Asp257 and Asp385, residing in the sixth and seventh transmembrane domain of PS1, respectively, are critical structural and functional elements in the catalytic cores of γ-secretase [37, 38]. γ-secretase inhibitors inhibit γ-secretase activity by directly binding to its catalytic cores [17, 39]. Interestingly, we did not observe any obvious inhibitory effects of 3AA or XYT472B on γ-secretase (Figures 3h and 4). Furthermore, binding of 3AA or its analogs to the sixth transmembrane domain of PS1 does not interfere with the substrate processing by γ-secretase as monitored with in vitro C99 processing assay. As shown in Figure 6f, L-685 458 treatment abolished AICD accumulation, while BACE1 inhibitor-IV and E2012 treatment did not cause any detectable changes in AICD production. Meanwhile, treatment with neither 3AA (Figure 6f, left), nor XYT472B (Figure 6f, right), caused detectable change in AICD production. We then investigated the effects of 3AA and XYT472B on Notch and E-Cadherin, which undergo proteolysis by γ-secretase to acquire their biological activities. HEK293T cells transiently transfected with a myc-NotchΔE construct and a human epidermis cell line (A-431) with detectable endogenous E-Cadherin levels were used to test NICD and E-Cad CTF γ production. Treatment of γ-secretase inhibitors L-685 458 and BMS-708163 greatly inhibited NotchΔE and E-Cad CTF γ processing, leading to significantly reduced levels of NICD (Figure 6g) and E-Cad CTF γ (Figure 6h). 3AA and XYT472B did not have significant effects on NICD (Figure 6g) or E-Cad CTF γ (Figure 6h) accumulation. These substrate-processing patterns we observed indicate that 3AA and XYT472B do not act by directly inhibiting the γ-secrease activity. Interestingly, previous studies have shown that TM6 of PS1 may involve in the initial substrate binding [38]. We then asked if chemical binding of the sixth transmembrane domain of PS1 could be abolished by mutations in this region. We created a set of mutants and carried out photo-click affinity labeling experiments with XYT1032. We found that the labeling of L248/V252/Y256 mutants was attenuated (Supplementary Figure S2a) and the labeling of XYT1032 could not be out-competed by XYT472B (Supplementary Figure S2b), indicating that this region is the possible binding site. These data together suggest that binding of 3AA and XYT472B to the sixth transmembrane domain of PS1 could preferentially modulate APP binding.

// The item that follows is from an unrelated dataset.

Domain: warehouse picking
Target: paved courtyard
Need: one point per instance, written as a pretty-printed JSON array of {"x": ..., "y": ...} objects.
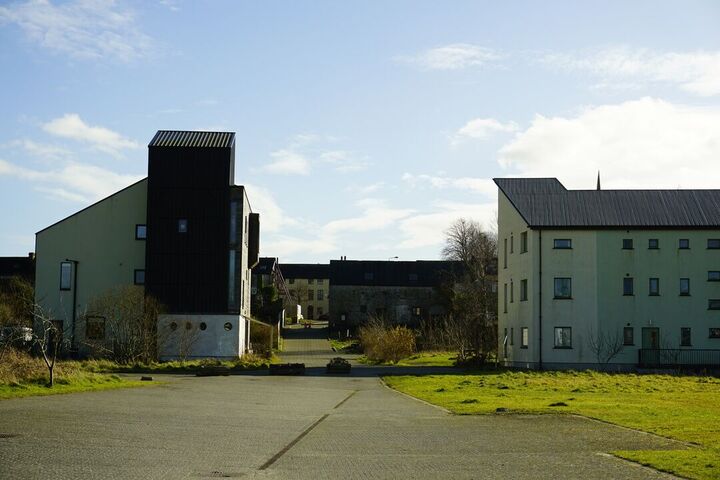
[{"x": 313, "y": 427}]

Our chemical binding results and substrate-processing patterns indicate that 3AA and XYT472B interfere with PS1/BACE1 interaction by binding to PS1 at a site distinct from the catalytic core of γ-secretase, and targeting PS1/BACE1 interactions with these chemicals do not cause detectable effects on the processing of other γ-secretase substrates.

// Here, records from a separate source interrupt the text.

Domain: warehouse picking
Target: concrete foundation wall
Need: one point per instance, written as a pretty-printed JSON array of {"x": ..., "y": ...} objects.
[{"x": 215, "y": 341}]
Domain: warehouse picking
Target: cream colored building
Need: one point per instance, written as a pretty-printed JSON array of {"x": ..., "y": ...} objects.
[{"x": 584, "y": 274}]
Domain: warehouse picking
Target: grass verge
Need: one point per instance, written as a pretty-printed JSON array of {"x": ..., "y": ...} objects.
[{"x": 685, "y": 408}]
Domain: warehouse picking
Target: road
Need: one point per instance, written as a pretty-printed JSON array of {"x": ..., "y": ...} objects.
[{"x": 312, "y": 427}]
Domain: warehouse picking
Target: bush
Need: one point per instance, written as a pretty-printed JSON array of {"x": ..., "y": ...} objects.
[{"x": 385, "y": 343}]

XYT472B alleviates cognitive deficits and Aβ pathology in APP/PS1 transgenic mice
We then accessed the pharmaceutical efficacy of XYT472B in a transgenic mouse model of Alzheimer's disease. APP/PS1 double-transgenic mice express a chimeric mouse/human APPswe and a human PS1 with exon-9 deletion (PS1ΔE9). These mice display an aggressive onset of age-dependent neuritic Aβ deposition in the cortex and hippocampus [40] and begin to show memory deficits from 6 months of age [41]. We utilized osmotic mini-infusion pumps to achieve a continuous delivery of XYT472B into the mice. At 3 to 3.5 months after birth, age- and gender-matched APP/PS1 transgenic mice and their transgene-negative littermates were subjected to subcutaneous implantation of osmotic pumps filled with vehicle or XYT472B at a daily dose of 10 mg kg−1. Ten weeks later, we assessed cognitive function and spatial memory of these mice in a Morris water maze. No obvious adverse effects were observed during compound administration, and we detected no significant difference in swimming speed between APP/PSI mice and control mice in the test (Figure 7a). However, during the hidden platform training, APP/PS1 mice began to show significantly slower learning latencies than their transgene-negative littermates on day 3 (Figure 7b, P<0.01, APP/PS1 mice versus wild-type littermates); this difference persisted on days 4, 6 and 7. In contrast, XYT472B-treated APP/PS1 mice showed significantly improved performance than the vehicle-treated APP/PS1 mice on days 6 and 7 (P<0.05, APP/PS1 XYT472B-treated mice versus APP/PS1 vehicle-treated mice). These results suggest that XYT472B treatment can alleviate the spatial learning and memory deficits of APP/PS1 mice.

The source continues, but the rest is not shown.